03.20a British Government Decides to Bill the Falsely Convicted for Food Consumed During Their Prison Term. Via Volokh, , who got it from Hit & Run and NoodleFood, the the Sunday Herald (U.K.) tells us:

WHAT do you give someone who's been proved innocent after spending the best part of their life behind bars, wrongfully convicted of a crime they didn't commit?

An apology, maybe? Counselling? Champagne? Compensation? Well, if you’re David Blunkett, the Labour Home Secretary, the choice is simple: you give them a big, fat bill for the cost of board and lodgings for the time they spent freeloading at Her Majesty's Pleasure in British prisons.

On Tuesday, Blunkett will fight in the Royal Courts of Justice in London for the right to charge victims of miscarriages of justice more than £3000 for every year they spent in jail while wrongly convicted. The logic is that the innocent man shouldn't have been in prison eating free porridge and sleeping for nothing under regulation grey blankets.

Blunkett's fight has been described as "outrageous", "morally repugnant" and the "sickest of sick jokes", but his spokesmen in the Home Office say it's a completely "reasonable course of action" as the innocent men and women would have spent the money anyway on food and lodgings if they weren’t in prison.
3,000 pounds per year is actually a bargain. By this Labor Minister's logic, the innocent man should also have been billed for the expense of the guards and depreciation on the prison walls.

What *should* be done about false convictions? There are two cases to consider:

1. A person who was probably innocent, and thus released. This person should be compensated for his material losses, including an appropriate wage rate for his time, with interest, and a fixed extra amount for his suffering-- perhaps $100 per day of imprisonment.
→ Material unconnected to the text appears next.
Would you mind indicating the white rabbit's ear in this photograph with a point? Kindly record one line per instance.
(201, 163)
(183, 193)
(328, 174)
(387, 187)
2. A person who was probably guilty, but was released because his conviction was improper, because he was pardoned, or because evidence was discovered which made it seem he was, while probably guilty,not guilty beyond a reasonable doubt. This person should not be compensated.

I would have a government agency decide the category into which the person belongs, with a right of appeal to the courts for clear error.

The same reasoning applies to those not convicted but who bear the cost of trials (or pre-trial detention). If the government loses, it should pay compensation. I would except small amounts of detention--- overnight in jail, for example.